Today, men are constantly being encouraged to play a more active role in parenting, one that involves nurture. And there are many socio-economic factors responsible for this, one of the most significant being the changing composition of the traditional family.
In nuclear families with working couples among the middle class, gender roles of the male breadwinner and the female caregiver are to an extent coalescing. In several cases, women are emerging as primary financial providers as well. And the work situation demands that fathers be more “pro-active” in parenting.
It is not an uncommon sight to see fathers fit in activities like the school run, homework help or a visit to the child’s doctor into their work schedule. Even the bedtime bath and story routine has come within the purview of their gaze!
And the trend is visible among young professionals in metros at least – many men have shown a sense of relief at moving away from the role of sole protector and breadwinner.
He has no problems taking care of home and children while his wife looks after the bread and butter. He is happy with his research while she meets all the family commitments through her job as a business executive.
The fact that both the parents have a vital role to play in the nurture of the child, is becoming more evident. The notion of nurture is vast: ranging from a young father who is as adept as the mother in changing nappies and making her burp, to one who realises that he will be her yardstick for many experiences later in life.
The Expectant Dad
What happens when the world realises that you are going to become a father? Many men find that once the initial excitement has worn off, people will stop asking you how you feel. It is, therefore, important to talk about your feelings, especially to your partner, and to get involved straightaway in the pregnancy and birth plans.

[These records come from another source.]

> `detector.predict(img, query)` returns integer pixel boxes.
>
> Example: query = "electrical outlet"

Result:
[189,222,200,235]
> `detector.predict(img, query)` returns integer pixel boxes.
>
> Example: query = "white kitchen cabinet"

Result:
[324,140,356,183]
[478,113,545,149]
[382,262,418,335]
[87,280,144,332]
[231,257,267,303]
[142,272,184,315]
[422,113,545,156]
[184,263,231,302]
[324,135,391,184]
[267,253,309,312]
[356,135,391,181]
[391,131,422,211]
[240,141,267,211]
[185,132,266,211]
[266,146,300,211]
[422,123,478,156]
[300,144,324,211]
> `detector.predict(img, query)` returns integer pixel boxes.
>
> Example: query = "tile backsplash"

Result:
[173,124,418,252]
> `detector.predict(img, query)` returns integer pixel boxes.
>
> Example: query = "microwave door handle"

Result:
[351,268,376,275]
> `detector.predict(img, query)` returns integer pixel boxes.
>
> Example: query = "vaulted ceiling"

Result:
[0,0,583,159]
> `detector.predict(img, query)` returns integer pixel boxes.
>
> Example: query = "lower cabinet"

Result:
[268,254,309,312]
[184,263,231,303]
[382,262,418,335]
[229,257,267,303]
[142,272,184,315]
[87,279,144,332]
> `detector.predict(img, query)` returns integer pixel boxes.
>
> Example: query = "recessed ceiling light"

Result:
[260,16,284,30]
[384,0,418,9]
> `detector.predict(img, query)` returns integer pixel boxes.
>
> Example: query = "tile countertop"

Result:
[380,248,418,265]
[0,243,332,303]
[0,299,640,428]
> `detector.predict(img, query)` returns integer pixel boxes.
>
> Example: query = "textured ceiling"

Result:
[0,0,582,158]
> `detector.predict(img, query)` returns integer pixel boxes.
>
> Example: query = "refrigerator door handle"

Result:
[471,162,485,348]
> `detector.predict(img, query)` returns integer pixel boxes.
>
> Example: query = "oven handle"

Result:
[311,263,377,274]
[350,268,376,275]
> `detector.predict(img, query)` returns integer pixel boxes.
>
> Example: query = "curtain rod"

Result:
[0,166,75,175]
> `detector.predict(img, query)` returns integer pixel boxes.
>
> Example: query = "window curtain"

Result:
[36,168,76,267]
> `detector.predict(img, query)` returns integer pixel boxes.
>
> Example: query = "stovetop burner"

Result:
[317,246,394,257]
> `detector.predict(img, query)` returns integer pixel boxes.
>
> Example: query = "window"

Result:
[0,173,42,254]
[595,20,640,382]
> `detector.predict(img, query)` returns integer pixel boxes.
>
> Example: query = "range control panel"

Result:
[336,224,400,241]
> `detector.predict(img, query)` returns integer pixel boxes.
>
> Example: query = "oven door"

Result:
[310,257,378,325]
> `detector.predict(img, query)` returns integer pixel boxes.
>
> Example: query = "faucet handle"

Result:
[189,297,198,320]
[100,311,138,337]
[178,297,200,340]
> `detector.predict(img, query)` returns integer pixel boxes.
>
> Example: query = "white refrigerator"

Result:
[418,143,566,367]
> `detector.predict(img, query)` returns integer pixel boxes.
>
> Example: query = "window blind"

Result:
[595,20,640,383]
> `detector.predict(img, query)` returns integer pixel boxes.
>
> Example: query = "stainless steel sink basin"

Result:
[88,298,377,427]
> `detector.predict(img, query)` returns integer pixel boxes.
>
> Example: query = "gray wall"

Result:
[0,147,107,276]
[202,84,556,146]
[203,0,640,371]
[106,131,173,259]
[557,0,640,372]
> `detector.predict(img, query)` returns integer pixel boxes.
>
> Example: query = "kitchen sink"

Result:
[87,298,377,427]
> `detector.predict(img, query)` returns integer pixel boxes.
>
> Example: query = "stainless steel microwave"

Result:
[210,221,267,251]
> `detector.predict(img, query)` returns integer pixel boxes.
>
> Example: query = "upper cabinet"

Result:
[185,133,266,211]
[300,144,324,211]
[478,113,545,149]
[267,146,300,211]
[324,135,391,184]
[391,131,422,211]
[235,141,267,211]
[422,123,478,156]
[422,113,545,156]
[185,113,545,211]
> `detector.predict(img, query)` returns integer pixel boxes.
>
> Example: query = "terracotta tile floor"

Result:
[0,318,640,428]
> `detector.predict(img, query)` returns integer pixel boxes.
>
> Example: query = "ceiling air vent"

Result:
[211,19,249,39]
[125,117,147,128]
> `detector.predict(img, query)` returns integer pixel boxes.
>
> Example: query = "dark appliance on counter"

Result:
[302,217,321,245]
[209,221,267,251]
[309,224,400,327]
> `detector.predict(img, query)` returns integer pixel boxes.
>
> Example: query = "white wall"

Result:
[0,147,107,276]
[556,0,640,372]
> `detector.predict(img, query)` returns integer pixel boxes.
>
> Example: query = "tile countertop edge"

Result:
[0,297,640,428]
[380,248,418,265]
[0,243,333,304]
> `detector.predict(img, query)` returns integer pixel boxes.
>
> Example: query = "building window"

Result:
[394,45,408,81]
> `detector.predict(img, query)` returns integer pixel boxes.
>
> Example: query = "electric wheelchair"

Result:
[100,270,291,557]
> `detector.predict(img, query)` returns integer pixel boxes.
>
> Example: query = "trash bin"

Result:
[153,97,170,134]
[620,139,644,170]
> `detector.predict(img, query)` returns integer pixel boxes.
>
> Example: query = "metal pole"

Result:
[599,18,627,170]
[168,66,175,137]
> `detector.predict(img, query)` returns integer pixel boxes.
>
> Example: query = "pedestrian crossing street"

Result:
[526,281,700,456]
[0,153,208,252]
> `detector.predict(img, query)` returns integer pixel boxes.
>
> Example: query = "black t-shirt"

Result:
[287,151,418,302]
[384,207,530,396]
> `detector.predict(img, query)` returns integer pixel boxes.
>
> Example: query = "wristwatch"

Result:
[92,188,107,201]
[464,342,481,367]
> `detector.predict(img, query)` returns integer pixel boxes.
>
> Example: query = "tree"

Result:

At this time, the feeling of being an outsider will not be helped by the way people treat you: well-meaning female friends and relatives may unconsciously push you out of what they perceive as their territory.
Don’t just step back at this time but become involved. Talk to your own friends and colleagues and though you may be teased, you may find other fathers keen to share their experiences with you.
Try to find out as much as you can to understand the changes taking place in your partner’s body. Talk candidly about sex with your partner so that it does not become an issue later on.
While discussing the delivery plans with your partner, try not to impose your views. If she feels strongly about certain issues like trying for a drug-free labour, respect her wishes if there are no complications involved.
If you wish to witness the birth of your baby, say so, but remember to take your smelling salts if you are the kind to feel queasy, the moving experience withstanding.
Fatherhood is an experience that is not talked about much. So, talking to other “expectant” fathers at the antenatal classes that you may want to attend with your partner, will be a welcome departure.
Young fathers today can be seen boning up as much on the latest authoritative tract on pregnancy and parenting as on management principles.
The more you understand about what’s going on during pregnancy, the more accessible the experience will be for you. For, it will enable you to accompany your partner on the physiological and emotional journey that she is undergoing. Nuture starts with understanding and empathy. More and more fathers are becoming aware of it today.